Il Che del 1967 è la versione ultima dell’eroe. Lo sa. Lo sa Fidel che ha letto due anni prima la lettera di addio dove Guevara lasciò una “frase” fulminante: “un giorno sono passati domandando chi dovevano avvisare in caso di morte e la possibilità reale del fatto ci ha colpito tutti.”

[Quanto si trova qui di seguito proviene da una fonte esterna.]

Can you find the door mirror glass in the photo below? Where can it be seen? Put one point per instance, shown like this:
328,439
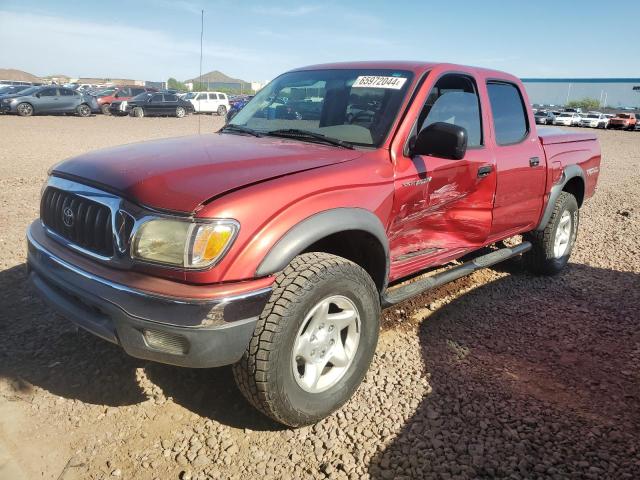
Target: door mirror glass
443,140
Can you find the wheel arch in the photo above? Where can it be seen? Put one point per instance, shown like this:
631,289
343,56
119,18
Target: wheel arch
352,233
572,181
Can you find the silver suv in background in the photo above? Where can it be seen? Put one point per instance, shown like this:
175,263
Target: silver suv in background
49,99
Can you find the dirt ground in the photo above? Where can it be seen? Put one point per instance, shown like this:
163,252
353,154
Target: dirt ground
501,374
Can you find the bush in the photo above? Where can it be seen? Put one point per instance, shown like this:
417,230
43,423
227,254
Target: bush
585,103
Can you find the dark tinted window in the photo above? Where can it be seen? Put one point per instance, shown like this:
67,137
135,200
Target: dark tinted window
509,115
49,92
454,99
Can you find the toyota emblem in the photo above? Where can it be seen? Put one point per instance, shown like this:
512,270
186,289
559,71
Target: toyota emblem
67,216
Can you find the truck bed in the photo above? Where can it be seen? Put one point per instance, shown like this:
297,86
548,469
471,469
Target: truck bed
551,136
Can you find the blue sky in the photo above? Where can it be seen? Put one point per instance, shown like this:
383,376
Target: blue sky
155,39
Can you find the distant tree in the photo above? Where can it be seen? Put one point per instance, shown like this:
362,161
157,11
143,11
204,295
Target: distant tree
585,103
174,84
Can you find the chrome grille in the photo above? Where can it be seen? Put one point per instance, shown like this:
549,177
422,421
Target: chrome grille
82,221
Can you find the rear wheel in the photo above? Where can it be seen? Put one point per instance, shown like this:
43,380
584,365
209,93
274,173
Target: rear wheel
24,109
83,110
314,341
552,246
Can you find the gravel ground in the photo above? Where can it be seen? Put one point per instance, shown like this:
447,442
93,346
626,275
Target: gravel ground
500,374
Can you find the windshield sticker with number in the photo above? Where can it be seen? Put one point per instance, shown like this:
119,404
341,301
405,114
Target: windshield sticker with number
374,81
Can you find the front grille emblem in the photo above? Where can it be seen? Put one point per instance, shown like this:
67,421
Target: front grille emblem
67,216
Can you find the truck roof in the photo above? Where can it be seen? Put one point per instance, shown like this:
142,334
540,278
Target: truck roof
417,67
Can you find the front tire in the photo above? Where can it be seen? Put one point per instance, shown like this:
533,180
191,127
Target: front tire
24,109
552,246
83,110
313,342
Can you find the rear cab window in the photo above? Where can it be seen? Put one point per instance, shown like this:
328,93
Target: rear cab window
510,120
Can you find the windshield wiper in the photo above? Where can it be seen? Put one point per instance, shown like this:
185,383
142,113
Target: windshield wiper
239,128
299,133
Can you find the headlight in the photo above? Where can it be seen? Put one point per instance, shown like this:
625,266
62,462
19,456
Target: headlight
182,243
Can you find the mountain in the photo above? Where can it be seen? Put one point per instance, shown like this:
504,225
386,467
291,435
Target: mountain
17,75
217,76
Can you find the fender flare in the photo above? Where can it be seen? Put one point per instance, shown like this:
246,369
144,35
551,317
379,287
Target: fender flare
317,227
569,172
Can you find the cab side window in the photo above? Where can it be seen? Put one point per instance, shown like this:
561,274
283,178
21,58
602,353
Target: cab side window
454,99
509,115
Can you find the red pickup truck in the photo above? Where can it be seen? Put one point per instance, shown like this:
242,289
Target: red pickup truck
274,243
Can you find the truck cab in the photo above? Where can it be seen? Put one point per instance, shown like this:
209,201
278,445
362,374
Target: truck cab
274,243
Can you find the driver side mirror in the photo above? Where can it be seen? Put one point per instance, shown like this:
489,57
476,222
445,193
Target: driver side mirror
443,140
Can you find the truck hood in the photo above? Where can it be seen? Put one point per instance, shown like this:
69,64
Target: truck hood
180,174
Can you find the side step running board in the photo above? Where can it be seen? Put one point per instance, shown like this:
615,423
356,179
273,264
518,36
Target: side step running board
402,293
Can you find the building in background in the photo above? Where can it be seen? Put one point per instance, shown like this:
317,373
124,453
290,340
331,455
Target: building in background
610,92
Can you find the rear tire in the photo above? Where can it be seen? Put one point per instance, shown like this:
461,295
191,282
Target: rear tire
287,372
552,246
24,109
83,110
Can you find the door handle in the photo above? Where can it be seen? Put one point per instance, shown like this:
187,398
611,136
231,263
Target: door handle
484,171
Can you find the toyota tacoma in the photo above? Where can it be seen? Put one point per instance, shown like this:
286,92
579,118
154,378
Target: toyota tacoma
273,244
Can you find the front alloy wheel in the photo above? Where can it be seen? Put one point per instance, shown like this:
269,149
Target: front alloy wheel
24,110
84,110
314,341
326,344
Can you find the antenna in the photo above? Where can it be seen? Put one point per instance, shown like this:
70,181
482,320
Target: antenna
200,76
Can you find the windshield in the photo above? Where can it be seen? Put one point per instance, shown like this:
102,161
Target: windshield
355,106
107,92
141,97
29,91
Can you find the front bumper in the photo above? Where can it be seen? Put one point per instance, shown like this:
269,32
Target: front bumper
178,331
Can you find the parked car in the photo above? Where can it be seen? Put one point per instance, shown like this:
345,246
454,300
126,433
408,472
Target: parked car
274,244
209,102
594,120
49,99
107,96
237,104
158,104
544,117
12,89
568,119
624,121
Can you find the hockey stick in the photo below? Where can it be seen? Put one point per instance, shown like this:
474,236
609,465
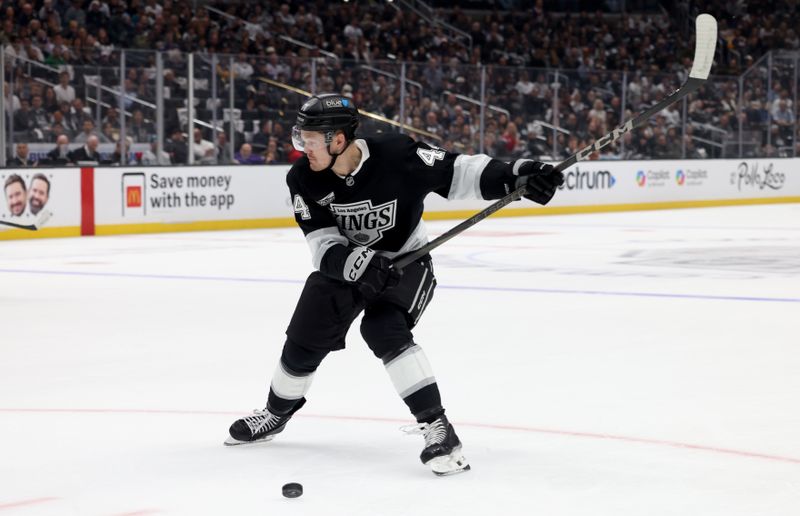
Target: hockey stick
706,42
41,221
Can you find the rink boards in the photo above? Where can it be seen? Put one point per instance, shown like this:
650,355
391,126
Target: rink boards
118,200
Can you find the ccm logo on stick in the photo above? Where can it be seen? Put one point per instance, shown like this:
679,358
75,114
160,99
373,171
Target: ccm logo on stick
613,136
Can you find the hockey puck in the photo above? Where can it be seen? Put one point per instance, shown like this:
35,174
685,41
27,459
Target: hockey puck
292,490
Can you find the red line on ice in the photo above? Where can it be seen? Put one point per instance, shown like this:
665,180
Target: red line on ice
23,503
586,435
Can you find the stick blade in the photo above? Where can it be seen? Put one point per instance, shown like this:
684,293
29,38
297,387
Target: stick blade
706,44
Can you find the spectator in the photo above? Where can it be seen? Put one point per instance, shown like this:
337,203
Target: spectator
88,153
245,156
60,154
64,92
242,69
116,157
151,156
203,149
177,148
261,140
139,129
89,131
22,158
223,149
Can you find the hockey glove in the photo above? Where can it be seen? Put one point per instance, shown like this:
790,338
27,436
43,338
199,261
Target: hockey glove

È andato in Congo. È andato in Bolivia.

C’è un altro facsimile. Una pagina di agenda telefonica. Appaiono titoli di libri nella colonna dei “noms”, e gli autori, sotto “telephone”. È una lista di letture. Il Che pensava di leggere L’ispettore generale, di Gogol; i Quaderni filosofici ed alcuni tomi delle opere di Lenin; altri di Marx ed Engels. Esiste un’immagine di quei giorni dove sta sopra un albero, in quello che dovrebbe essere un punto di osservazione, leggendo.

* * *

Il 14 giugno 1967 annoterà nel suo diario: “Celita (4?)”. Si domanda se sua figlia compierà quattro anni. Scrive per l’ultima volta sul suo compleanno in un’agenda tedesca. È il mercoledì (Mittwoch) della ventiquattresima settimana dell’anno (24. Woche).

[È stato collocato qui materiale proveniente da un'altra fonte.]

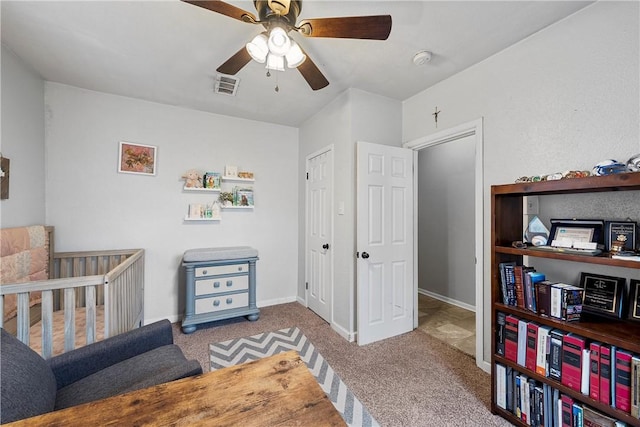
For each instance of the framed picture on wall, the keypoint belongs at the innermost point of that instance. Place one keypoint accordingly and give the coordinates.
(137, 158)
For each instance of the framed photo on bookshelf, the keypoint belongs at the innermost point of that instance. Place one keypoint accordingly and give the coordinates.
(244, 197)
(634, 294)
(603, 295)
(137, 158)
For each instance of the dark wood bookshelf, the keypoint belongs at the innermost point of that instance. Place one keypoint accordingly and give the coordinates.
(506, 219)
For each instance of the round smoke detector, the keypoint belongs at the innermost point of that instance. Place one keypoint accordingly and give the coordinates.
(422, 57)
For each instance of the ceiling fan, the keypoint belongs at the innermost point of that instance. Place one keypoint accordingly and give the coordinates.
(278, 17)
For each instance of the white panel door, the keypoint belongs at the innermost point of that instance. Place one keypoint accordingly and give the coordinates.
(385, 290)
(319, 268)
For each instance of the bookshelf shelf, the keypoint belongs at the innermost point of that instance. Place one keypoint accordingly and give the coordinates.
(506, 217)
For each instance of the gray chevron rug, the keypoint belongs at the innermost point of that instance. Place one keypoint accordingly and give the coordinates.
(241, 350)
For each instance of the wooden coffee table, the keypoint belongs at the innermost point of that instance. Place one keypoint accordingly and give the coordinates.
(274, 391)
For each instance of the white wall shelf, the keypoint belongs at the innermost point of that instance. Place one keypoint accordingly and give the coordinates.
(237, 207)
(201, 190)
(232, 179)
(186, 218)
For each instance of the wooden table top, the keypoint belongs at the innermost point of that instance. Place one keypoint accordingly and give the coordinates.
(274, 391)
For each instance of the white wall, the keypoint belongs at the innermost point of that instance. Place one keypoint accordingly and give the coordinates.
(565, 98)
(93, 206)
(22, 142)
(353, 116)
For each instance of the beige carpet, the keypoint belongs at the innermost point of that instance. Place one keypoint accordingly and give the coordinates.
(409, 380)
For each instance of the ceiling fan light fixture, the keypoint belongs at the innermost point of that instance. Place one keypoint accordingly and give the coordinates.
(275, 62)
(279, 42)
(258, 48)
(295, 57)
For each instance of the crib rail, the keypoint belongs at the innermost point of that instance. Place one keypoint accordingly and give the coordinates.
(84, 279)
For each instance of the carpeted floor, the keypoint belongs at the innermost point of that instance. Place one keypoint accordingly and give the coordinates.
(409, 380)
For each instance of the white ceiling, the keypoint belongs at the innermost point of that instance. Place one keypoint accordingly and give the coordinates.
(168, 51)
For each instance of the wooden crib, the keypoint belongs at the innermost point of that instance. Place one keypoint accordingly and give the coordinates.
(89, 296)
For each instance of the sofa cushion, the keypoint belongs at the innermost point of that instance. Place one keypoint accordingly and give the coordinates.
(160, 365)
(28, 386)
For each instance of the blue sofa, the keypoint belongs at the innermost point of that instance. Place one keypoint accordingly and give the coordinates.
(143, 357)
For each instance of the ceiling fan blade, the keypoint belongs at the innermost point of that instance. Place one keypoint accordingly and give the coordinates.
(225, 9)
(312, 74)
(235, 63)
(375, 27)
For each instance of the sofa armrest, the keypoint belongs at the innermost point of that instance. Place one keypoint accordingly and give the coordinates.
(73, 365)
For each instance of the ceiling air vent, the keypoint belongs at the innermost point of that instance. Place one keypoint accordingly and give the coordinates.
(226, 85)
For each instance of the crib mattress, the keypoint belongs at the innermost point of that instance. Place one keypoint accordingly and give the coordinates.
(35, 332)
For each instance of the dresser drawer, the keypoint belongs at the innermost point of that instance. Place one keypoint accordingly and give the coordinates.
(226, 302)
(222, 284)
(222, 269)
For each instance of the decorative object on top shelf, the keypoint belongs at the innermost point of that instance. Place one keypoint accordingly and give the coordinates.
(554, 176)
(4, 177)
(198, 211)
(634, 293)
(621, 236)
(243, 196)
(137, 158)
(608, 167)
(193, 178)
(604, 295)
(226, 198)
(212, 180)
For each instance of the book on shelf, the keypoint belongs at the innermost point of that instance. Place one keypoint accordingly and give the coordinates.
(531, 351)
(524, 399)
(510, 388)
(593, 418)
(577, 414)
(605, 374)
(517, 271)
(501, 386)
(635, 386)
(612, 378)
(543, 297)
(556, 337)
(567, 410)
(507, 282)
(572, 346)
(511, 338)
(522, 342)
(623, 380)
(594, 370)
(517, 396)
(530, 280)
(542, 353)
(556, 407)
(500, 330)
(586, 371)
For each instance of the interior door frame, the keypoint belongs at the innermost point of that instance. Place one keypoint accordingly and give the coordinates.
(474, 128)
(325, 149)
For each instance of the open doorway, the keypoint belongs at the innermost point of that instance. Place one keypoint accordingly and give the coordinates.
(449, 242)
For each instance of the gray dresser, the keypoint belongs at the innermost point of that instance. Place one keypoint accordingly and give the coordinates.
(220, 284)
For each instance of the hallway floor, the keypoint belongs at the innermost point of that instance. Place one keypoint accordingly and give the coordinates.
(449, 323)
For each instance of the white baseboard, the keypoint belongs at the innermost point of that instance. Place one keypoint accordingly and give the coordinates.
(447, 300)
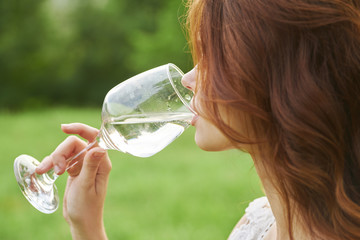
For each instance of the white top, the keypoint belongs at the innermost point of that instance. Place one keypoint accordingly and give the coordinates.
(259, 219)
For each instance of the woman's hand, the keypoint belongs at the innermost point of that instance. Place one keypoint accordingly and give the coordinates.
(87, 182)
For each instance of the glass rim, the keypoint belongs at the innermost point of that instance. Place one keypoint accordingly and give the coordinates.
(187, 104)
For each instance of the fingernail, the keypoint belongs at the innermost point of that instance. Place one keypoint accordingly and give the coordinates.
(40, 167)
(56, 169)
(99, 154)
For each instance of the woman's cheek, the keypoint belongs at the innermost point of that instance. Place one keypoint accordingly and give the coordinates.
(209, 138)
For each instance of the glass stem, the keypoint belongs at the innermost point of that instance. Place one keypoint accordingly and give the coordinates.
(52, 176)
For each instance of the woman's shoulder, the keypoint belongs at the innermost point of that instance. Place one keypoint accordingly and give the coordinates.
(255, 223)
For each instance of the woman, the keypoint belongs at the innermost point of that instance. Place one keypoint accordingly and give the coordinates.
(279, 79)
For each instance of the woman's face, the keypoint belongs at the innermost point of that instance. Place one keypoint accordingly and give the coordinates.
(207, 136)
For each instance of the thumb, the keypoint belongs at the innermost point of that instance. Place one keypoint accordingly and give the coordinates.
(91, 165)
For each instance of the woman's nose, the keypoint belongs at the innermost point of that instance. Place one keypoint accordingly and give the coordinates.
(188, 80)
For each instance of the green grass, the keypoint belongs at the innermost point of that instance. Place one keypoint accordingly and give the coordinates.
(180, 193)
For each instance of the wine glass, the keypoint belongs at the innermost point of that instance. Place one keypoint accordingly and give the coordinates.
(140, 116)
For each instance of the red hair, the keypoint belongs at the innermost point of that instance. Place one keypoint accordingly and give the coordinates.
(289, 70)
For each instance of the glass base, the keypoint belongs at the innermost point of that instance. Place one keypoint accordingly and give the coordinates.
(39, 190)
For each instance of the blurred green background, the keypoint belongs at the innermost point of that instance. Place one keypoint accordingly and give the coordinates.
(58, 59)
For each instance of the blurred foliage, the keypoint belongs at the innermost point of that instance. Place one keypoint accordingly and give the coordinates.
(62, 52)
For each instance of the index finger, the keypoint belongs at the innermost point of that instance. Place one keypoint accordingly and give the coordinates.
(83, 130)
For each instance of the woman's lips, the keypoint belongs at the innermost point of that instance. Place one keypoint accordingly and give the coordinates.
(194, 119)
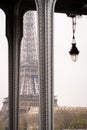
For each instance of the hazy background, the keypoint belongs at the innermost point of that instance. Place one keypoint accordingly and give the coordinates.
(70, 78)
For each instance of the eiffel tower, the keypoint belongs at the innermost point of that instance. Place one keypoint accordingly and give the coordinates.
(29, 91)
(28, 80)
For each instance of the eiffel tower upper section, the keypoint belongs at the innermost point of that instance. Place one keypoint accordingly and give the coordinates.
(29, 56)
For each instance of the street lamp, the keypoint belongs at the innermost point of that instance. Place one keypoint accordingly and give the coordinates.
(74, 50)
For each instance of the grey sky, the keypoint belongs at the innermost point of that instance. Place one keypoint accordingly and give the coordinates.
(69, 77)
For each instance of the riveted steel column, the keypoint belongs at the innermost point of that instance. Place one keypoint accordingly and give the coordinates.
(14, 34)
(16, 64)
(45, 24)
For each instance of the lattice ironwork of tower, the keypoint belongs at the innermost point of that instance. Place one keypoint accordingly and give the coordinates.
(29, 56)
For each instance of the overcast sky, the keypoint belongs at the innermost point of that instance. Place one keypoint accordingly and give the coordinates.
(70, 78)
(70, 83)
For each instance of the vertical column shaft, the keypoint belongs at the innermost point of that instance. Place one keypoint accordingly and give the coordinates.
(45, 22)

Cambia una parola: “manca” per “rimane”. “Sono arrivato a 39 e si avvicina inesorabilmente un’età che fa pensare sul mio futuro guerrigliero; per adesso sono intero”, conclude.

Più tardi, finiscono le sue peregrinazioni, e precisamente cento diciassette giorni dopo. L’eroe sa che l’unica forma di sopravvivere è stare in movimento eterno, diventare un essere ciclico. “Oggi comincia una nuova tappa”, il primo discorso del suo diario in Bolivia -il 7 novembre 1966 – sarebbe potuta essere, anche, l’ultima.